In a preprint, researchers from the National Institutes of Health said they found COVID-19 in almost every organ, including brain tissue from autopsied patients who died from the disease. If the findings hold up, they suggest that the virus can cross the blood-brain barrier.“ Even if the leading theory (about brain fog) is that it is caused by an inflammatory response of the brain, the question then is: Why is (the brain) having an inflammatory response?” Rogg asks. “The idea is, of course, that the virus gets in there.”

Treatment for long COVID at the Westchester recovery program depends on the individual’s symptoms. Patients are first examined and evaluated, including cardiac, pulmonary, and neurological tests. Those complaining of fatigue are treated with anti-inflammatory agents like naproxen, ibuprofen and, in some cases, steroids to quiet the immune system response.

Those for whom concentration is an issue are given puzzles, word scrambles and crossword puzzles, while patients with chest pain or breathing complaints enter a carefully monitored, graded rehab program.

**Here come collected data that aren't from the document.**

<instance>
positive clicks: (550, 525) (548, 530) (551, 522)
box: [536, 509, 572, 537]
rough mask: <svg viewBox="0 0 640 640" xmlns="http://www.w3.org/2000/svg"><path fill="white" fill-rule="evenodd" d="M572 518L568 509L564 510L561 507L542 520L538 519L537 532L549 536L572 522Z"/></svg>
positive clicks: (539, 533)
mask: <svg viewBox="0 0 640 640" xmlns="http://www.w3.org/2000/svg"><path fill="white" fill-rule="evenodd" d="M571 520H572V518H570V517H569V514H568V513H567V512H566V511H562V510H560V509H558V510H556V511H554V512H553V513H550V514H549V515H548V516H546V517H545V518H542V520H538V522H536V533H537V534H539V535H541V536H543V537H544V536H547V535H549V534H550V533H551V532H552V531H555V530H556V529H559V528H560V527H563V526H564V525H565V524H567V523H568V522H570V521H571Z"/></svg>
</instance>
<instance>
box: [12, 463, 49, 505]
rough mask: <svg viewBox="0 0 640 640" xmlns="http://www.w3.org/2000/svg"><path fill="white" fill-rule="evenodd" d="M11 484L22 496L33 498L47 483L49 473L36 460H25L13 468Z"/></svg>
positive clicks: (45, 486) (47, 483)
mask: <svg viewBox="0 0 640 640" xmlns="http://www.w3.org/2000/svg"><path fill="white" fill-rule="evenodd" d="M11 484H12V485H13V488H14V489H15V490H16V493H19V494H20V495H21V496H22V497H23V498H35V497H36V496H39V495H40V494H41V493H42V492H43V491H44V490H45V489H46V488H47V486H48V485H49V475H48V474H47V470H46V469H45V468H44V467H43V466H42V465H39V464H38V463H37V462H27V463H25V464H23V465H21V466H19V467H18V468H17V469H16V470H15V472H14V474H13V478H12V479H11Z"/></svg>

For every patient, the care involves managing expectations, says Rogg.

“I tell them, ‘Do not focus day to day,’” he says. “I tell them to look back every week or two and see how they feel compared to a month ago. If you can get people to refocus that way, they will come back and say, ‘I’m not good yet, but I’m better than I was a month ago,’ then you start to see that glimmer of hope in their eyes.”

Robert Calandra is an independent journalist in the Philadelphia area.